いわゆる専門性と「優秀な支援」との相関は、まったく無いのではないのかと、思うこともあります。今、私が従業員として働いている障害者作業所の従業員は、全員「大卒」ではありますが偏差値43とか38とか、そういうところの出身者がほとんどです。四半世紀前の福祉職は事実上の準公務員で、旧帝大教育学部卒とか駅伝の選手とか音楽コンクール受賞者とかざらにいました。古巣と今の職場とどちらがいいかといえばもう絶対今の職場です。
古巣は老舗の知的障害者更生入所施設で蒼々たる面々が職員として仕事をしていました。キリスト教原理主義(福音派)を明白に掲げ応用行動分析(今はそのことを「ABA」と呼ぶことがほとんどですね)と伝統的な福祉施設の管理を徹底している会社で、箸の上げ下ろしのスピードまで0.5秒単位でコントロールしなければならない職場環境でした。「自閉の東大」を自称(この文章を読んだだけで固有名詞わかる人はわかりますね)していましたが、利用者は軍隊的統制とオペラント条件付けで修道院生活を強制されていると感じていました。自分の意思でキリスト教の修行をするなら結構なことですが、宗教的に確立されたゆるぎない確信でセンサーとカギで管理され調教の技術で理念を実現するようにコントールされている入所施設に自分の意思で入る知的障害の人なんて、何人いるのでしょうか。私の受け入れているキリスト教は施設側の説く行いによる証明とはちがうので、私のそれは信仰による救いなので、全く相容れないものでした。

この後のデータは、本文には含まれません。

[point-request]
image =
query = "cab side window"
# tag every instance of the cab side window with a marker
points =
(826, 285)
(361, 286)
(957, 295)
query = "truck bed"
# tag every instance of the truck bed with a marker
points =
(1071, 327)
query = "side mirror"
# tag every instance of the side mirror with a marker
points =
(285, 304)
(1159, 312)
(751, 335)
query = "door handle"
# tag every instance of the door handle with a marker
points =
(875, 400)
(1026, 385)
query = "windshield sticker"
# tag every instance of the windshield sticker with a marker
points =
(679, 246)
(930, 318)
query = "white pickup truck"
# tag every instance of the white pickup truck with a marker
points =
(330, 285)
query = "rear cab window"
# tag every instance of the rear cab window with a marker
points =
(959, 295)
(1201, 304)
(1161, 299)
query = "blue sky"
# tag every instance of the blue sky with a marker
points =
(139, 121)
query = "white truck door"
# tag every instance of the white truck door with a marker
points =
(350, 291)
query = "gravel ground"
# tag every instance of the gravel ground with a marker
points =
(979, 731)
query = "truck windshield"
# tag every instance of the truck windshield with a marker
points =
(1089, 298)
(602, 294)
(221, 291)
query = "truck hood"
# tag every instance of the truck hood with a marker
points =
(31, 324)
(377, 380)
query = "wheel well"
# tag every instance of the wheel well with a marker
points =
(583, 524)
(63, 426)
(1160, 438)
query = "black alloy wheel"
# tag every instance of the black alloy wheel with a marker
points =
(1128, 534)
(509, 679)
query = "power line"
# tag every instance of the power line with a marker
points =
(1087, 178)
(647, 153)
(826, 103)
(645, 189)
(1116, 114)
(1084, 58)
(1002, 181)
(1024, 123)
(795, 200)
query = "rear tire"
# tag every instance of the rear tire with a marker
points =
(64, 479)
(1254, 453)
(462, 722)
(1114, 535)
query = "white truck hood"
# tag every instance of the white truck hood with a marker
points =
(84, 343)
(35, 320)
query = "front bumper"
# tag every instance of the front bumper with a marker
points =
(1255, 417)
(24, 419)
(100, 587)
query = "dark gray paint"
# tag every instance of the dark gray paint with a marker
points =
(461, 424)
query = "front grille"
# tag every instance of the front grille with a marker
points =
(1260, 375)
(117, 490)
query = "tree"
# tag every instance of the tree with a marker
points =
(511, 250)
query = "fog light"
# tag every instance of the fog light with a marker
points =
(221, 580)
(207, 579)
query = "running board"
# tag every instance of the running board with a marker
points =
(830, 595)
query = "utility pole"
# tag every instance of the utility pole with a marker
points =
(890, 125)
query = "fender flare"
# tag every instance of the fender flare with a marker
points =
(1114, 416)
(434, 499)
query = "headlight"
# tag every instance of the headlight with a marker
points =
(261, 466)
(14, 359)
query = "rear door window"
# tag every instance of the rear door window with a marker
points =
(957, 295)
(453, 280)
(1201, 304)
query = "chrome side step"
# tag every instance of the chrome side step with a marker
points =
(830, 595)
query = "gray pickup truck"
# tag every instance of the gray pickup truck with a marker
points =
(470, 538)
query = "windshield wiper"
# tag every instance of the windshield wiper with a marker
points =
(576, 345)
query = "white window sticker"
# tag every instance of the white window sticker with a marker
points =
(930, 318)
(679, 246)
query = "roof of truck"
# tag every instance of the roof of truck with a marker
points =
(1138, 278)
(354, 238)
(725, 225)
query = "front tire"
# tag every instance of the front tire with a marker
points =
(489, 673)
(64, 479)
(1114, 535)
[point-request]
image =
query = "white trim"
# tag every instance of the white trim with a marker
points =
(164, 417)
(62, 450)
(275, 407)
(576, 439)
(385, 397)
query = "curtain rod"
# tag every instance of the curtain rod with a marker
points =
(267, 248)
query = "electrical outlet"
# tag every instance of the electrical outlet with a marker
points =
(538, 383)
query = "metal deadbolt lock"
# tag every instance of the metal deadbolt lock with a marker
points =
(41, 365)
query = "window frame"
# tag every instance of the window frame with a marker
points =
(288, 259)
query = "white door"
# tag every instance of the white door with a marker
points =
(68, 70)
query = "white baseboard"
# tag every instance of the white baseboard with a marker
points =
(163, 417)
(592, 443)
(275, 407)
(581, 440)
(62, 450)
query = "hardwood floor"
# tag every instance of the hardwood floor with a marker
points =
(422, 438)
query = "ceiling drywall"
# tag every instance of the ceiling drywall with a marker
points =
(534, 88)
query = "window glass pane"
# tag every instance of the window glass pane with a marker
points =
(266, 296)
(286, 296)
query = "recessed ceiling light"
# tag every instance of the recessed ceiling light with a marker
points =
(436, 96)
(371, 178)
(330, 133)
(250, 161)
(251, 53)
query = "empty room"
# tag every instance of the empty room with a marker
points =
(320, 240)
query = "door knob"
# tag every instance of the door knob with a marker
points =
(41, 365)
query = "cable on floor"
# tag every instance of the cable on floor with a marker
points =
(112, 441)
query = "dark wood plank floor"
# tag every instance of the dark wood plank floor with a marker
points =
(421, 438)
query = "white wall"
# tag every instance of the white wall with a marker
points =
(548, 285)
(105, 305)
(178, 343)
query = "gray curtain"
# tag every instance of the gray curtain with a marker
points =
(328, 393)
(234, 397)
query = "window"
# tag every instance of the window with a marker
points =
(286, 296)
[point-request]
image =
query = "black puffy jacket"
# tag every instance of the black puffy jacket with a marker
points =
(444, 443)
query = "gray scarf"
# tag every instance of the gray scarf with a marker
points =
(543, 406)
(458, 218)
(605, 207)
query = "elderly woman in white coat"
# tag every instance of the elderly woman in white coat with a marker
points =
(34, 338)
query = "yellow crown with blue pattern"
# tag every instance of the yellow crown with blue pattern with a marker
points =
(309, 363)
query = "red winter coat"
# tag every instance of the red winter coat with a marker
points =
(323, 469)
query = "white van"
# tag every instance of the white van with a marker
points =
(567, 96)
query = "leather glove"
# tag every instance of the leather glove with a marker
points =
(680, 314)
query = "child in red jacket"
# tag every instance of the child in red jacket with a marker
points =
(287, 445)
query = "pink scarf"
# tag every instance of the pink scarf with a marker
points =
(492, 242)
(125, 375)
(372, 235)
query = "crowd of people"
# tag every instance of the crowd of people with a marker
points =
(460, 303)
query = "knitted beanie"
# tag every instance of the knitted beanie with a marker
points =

偏差値の高い、大学入試でいい成績を収められた人たちが多いからとか。あるいは専門資格を持っている人たちが多いからとか。管理が厳しくなるだけで必ずしも「いい支援」とは結び付かないと感じています。
今の職場は多くの問題を抱えた決して誇れるような環境ではありませんが、自らの支援を絶対視する古巣と比べれば相当ましだと感じています。自分は専門教育と福祉系最難関国家資格の教育がありますから、発達段階や学習レディネスを考慮した支援、それからはノーマライゼーションや障害者基本法や障害者権利条約の精神を旨として仕事をしていきます。ただ、自分の人生を歩むだけです。